No one at West Australian Newspapers or at PBL will “pay” for the losses of around $100 million confirmed today on the sale of their combined 100% stake in struggling cinema chain Hoyts to the private equity group Pacific Equity Partners.

After all, the man responsible for the nasty loss on the deal at WAN is former CEO Ian Law who now runs PBL Media. At PBL the responsible people include deputy executive chairman, Chris Anderson, chairman, James Packer and CEO, John Alexander.

Both groups paid $173.5 million for 50% each of Hoyts when they bought it from the private Packer company, Consolidated Press, back in 2004. WAN paid cash, PBL paid Cons Press 11.1 million PBL shares. There was debt as well. Some reports said it had an “enterprise value” of $520 million back then.

The statement released today makes interesting reading.

“About A$150 million” is nice and imprecise, given the written down values of the 50% stakes for both companies, are close to it. The “enterprise value of $440 million” includes a lot of debt: at least $140 million to $150 million. Being of generous spirit, based on the $173.5 million initial cost, it would indicate a loss of $23.5 million each. But both companies upvalued their stakes to more than $200 million, so the loss on the written up value is more than $50 million each.

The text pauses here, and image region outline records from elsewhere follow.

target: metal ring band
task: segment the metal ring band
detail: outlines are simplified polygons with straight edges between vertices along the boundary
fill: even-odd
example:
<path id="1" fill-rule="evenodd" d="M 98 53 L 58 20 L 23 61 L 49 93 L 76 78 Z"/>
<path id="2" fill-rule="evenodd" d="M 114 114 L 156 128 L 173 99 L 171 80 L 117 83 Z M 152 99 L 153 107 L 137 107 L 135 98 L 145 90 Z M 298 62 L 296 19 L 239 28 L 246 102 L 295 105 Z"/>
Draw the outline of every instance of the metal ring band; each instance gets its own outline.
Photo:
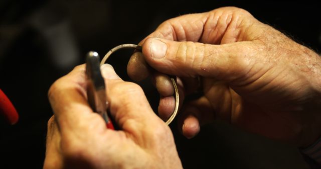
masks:
<path id="1" fill-rule="evenodd" d="M 107 59 L 109 58 L 109 56 L 112 53 L 121 48 L 134 48 L 141 52 L 141 46 L 134 44 L 120 44 L 112 48 L 109 51 L 108 51 L 107 54 L 106 54 L 103 59 L 101 60 L 101 62 L 100 62 L 100 66 L 102 66 L 102 64 L 105 64 L 106 60 L 107 60 Z M 165 122 L 165 123 L 167 125 L 170 124 L 171 124 L 171 122 L 173 120 L 174 120 L 174 118 L 176 116 L 177 112 L 179 110 L 179 104 L 180 103 L 180 96 L 179 95 L 179 90 L 177 88 L 177 84 L 176 84 L 176 80 L 175 78 L 173 78 L 170 77 L 170 78 L 171 80 L 172 81 L 172 83 L 174 86 L 174 90 L 175 90 L 175 108 L 174 109 L 174 111 L 173 112 L 170 118 L 167 120 L 167 121 Z"/>

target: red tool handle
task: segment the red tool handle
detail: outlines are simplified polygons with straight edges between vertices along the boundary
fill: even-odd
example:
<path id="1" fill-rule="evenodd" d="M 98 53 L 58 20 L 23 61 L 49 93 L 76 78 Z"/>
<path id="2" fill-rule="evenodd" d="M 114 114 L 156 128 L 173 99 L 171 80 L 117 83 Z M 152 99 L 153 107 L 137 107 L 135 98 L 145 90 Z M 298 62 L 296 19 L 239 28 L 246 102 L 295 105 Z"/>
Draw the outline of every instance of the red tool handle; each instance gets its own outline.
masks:
<path id="1" fill-rule="evenodd" d="M 9 98 L 0 89 L 0 114 L 11 124 L 14 124 L 19 118 L 18 113 Z"/>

The other interesting point from the statement is that the only PBL executive mentioned is Martin Dalgleish “The CEO of New Media at PBL”. He got the hospital pass it would seem. He is a digital man whereas Hoyts is very much old media and was supposed to have been killed off by TV. No mention here about how the supposed cross-promotional platform approach spruiked by both companies when they did the deal hasn’t worked. DVDs, downloading on the internet, TV, especially pay TV, have all taken business away from Hoyts.  There’s no recognition there from PEP of the continuing impact of “new media”.

Lots of companies from here and overseas kicked the tires and came away unimpressed. PBL even tried to get WAN to buy its stake. I wonder if the Seven Network forced that deal to die?

Pacific Equity Partners were the buyers of last resort. And an Indian cinema chain was supposed to have been interested at $450 million. But PEP prevailed. Is that the hospital pass in this bit of pass the parcel?